Буслай, уловив свою безнаказанность, по протрезвлению винился теперь нетрудно, даже вызывающе: да, мол, падаю, грязнюсь, но потому как больной, одержимый. Жизнь подломила, судьбина подсекла, и демоны одолевают. А православные должны прощать, обязаны — так Бог заповедал! Отлежавшись, правда, впрягался в работу по-полной, подхлёстывая себя чефиром, крутился и тянул, не ведая ни отдыха, ни продыха. Как раз в храме капитально меняли трубы отопления и канализацию, и его взрывная физическая мощь была весьма к месту.
И ещё. При всех своих пьяных безобразиях, никогда Буслай не проявлял ни к кому насилия. Это его били милиционеры, грабили собутыльники, оскорбляли проститутки. Он же свой кураж демонстрировал только в работе.

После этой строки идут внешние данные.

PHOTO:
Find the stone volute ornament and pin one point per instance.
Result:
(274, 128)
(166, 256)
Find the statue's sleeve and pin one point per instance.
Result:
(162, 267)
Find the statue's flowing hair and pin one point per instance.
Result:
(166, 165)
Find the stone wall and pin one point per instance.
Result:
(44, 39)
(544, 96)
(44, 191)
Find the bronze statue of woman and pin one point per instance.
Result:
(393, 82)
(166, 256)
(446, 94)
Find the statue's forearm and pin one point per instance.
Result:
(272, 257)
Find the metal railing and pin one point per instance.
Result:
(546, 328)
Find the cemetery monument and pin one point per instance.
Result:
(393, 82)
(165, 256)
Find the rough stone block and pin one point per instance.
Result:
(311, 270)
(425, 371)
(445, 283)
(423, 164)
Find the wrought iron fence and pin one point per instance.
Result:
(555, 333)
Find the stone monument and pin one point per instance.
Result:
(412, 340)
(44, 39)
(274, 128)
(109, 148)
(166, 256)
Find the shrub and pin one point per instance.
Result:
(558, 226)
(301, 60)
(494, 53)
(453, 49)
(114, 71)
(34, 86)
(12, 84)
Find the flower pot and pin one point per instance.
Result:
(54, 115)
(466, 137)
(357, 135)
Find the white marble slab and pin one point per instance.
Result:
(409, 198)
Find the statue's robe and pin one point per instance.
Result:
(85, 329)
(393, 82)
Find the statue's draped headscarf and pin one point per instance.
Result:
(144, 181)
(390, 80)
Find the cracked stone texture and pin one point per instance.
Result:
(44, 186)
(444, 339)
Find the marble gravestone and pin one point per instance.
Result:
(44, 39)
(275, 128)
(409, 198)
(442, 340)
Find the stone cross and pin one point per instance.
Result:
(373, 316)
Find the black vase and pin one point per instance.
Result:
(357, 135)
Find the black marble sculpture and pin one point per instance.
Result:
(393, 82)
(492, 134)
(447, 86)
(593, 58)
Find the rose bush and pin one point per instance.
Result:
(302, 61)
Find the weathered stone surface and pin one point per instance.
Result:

Однако по зиме начал вдруг резко слабеть, спал с лица, пожелтел глазами. Ночами крутился, покряхтывал от бродячих болей то в суставах, то в подреберье. Зотик предлагал обратиться к врачам, тем более, были и свои, воцерковлённые, но — куда там! Даже когда и без выпивок тошнило уже постоянно, Буслай только кисло усмехался: «А давай, отец, на руках! Передавишь, веди хоть в анатомический театр, студентам на опыты». Открылись частые носовые кровотечения, на животе всплыла венозная «голова медузы». Но страшно догадывающемуся Зотику оставалось только ждать. Ждать, когда бычащемуся Буслаю станет невмоготу.
Невмоготу стало прямо на улице. Они возвращались из храма предсретенскими сумерками в том чудном душевном расслаблении, каковое наступает после вечери с миропомазанием. Синяя февральская тишина не смущалась мягким скрипом их шагов по свежо подсыпаемому снежку, а других звуков в переулках частного сектора в это время и небывало. Буслай, с утра какой-то угнетённый, за службу отмяк, расправился складками вокруг глаз. И теперь, поддерживая под локоток мелко топотавшего Зотика, он то и дело вскидывался к невидимому небу, игриво сфыркивая с усов тающие звёздочки. Как вдруг, закосившись, пошёл-пошёл на подгибающихся ногах в сторону. И упал, ткнувшись лицом в призаборный сугроб.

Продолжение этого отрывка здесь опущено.